16
29 October – 7 December 2002
Essenhigh's large scale paintings create an
enigmatic world in which animated action figures are cast alongside
mythological characters and the demimonde in roles where time-honoured
human concerns such as patriotism, religion, competitiveness and
heroism are played out in futuristic landscapes. Her paintings often
include the presence of scarcely individualized figures, hybrids
existing somewhere between their bodies and their surroundings,
inhabiting ordinary life situations and pursuing the promise of beauty
and pleasure - shopping, going to the gym, getting a tan. Essenhigh's
work is reflective of her ability to unite divergent influences,
including Romanesque murals, the graphic stylised qualities of Art
Nouveau, the iconography of Italian Renaissance painting and the
aesthetic sensibilities of Japanese Ukiyo-e prints whilst at the same
time reconstructing her own contemporary mythologies. "I paint people doing things. People in my paintings are defined by what they do. Shoppers shop. Dancers dance. Birds fly. Victims scream. People are barely individualized beyond their own actions. The way they scream or fly or dance is shown by abstracting their bodies into gestures commonly used in cartooning. Perspectival space is distorted into flat space and sometimes both are used in the same picture. The lack of specific background is meant to imply that the actions may be going on indefinitely. I don't paint about right and wrong; the inhabitants of my paintings just do what they do."

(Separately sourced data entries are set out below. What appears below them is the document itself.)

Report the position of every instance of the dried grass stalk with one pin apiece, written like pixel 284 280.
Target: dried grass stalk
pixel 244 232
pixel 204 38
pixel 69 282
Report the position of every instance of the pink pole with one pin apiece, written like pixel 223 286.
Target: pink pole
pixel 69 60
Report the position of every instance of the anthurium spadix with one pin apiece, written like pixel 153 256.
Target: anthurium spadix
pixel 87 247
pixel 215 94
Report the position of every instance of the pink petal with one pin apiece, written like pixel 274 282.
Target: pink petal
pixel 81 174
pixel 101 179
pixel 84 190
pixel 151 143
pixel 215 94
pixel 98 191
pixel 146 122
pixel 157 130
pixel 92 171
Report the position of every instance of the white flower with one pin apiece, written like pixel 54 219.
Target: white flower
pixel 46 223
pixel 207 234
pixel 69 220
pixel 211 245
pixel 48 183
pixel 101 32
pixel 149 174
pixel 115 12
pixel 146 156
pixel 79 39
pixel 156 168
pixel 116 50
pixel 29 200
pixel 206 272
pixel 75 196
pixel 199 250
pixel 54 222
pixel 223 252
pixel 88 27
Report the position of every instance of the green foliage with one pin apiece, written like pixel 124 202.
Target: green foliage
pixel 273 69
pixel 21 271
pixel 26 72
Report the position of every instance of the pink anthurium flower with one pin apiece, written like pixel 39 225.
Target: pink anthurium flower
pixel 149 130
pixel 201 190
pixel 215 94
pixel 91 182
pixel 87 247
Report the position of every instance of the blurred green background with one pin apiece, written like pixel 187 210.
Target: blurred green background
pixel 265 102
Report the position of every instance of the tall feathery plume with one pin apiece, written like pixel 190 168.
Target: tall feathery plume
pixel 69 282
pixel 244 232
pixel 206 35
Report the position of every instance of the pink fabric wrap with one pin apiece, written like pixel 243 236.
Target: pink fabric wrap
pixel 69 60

Inka Essenhigh, August 2002
In an interview two years ago, Essenhigh spoke of her paintings as having a "lot of Walt Disney about them" suggesting Mattel plastic toys or animations, rather than fleshy beings. The stylised, humanoid characters in her paintings at that time were intended to look "fake, plasticy and man-made", while also being "elegant. I think of them as being about America: fake, fun, pop, violent, but also quite attractive". However the newer oil based paintings have extended her subject matter, denying the hard flat surfaces of the earlier paintings and investing them with more of a three dimensional quailty.